Дошло до того, что он поставил ей, своей дочери, в пример эту бледную глисту: Наташа, дескать, очень хорошую работу пишет, а ты?
— Трудно жить не работая, но мы не боимся трудностей! — ответила Ирина якобы шутливо, но внутри у нее все кипело от раздражения.
Только что звонил Андрей. Умоляет встретиться. А где? Не здесь же, под носом у папашки?
К тому же сюда, того и гляди, заявится эта их чернявая знахарка… как ее… Виана.
Виану Ирина невзлюбила с первого взгляда: она терпеть не могла женщин, соперничающих с ней по красоте. К тому же их водой не разлить — целительницу и Натали, а Ирину теперь бесило все, что касалось Наташи.
Как хорошо было бы сейчас крутить любовь на даче! Так нет же: там эта придурочная пишет свои умные работы.
Чтобы хоть как-то успокоить разгулявшиеся нервы, Ирина принялась наводить порядок в квартире.
Пыль, пыль, сколько ни вытирай, всюду пыль. Это от книг. Черт бы их побрал! Папашка покупает и покупает, проходу от них нет, уже на полу по всем углам стопки стоят. Не квартира, а букинистическая лавка. Или пункт приема макулатуры. Вот взять назло да отдать все пионерам, которые бумагу собирают. Всюду валяются эти рукописи. Ладно бы только свои, а то еще и студенческие!
Вот, например. На самом неподходящем месте. На магнитофоне. А если дочери захочется музыку послушать?
Она взяла стопку листов, исписанных твердым, четким почерком, чтобы переложить на отцовский письменный стол. И вдруг увидела на титульном листе: «Денисова Наталья.
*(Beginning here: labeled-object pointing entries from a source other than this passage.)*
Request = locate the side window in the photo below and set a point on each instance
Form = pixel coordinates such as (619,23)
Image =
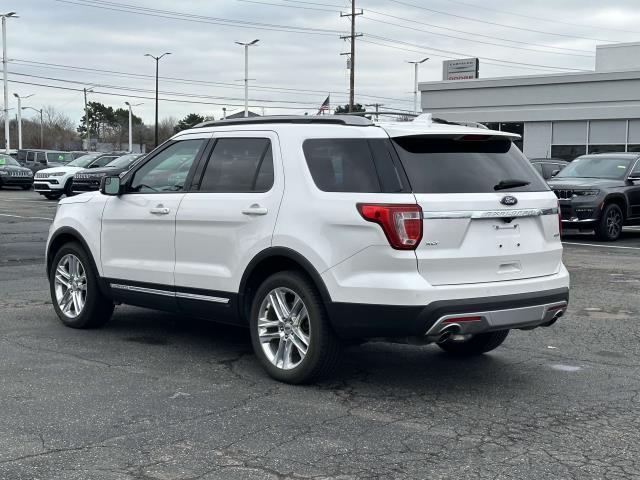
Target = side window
(239,165)
(548,169)
(341,165)
(168,170)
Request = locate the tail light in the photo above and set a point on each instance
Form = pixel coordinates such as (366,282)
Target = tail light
(402,224)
II курс философского факультета МГУ».
Первым ее порывом было разодрать, растоптать, уничтожить рукопись. Но Ирина редко поддавалась первому порыву. Гораздо чаще она действовала обдуманно.
И, поразмыслив, она сложила листы пополам и спрятала в свою сумочку.
Доцент Ростислав Леонидович очень хотел стать профессором. Это было трудно, однако в принципе возможно.
Еще больше ему хотелось породниться с профессором Мартыновым и стать его зятем. Но завоевать Ирину Мартынову казалось ему невозможным в принципе.
Она всегда оставляла выбор за собой. Она сама завоевывала кого считала нужным. И, похоже, у доцента перспектив не было.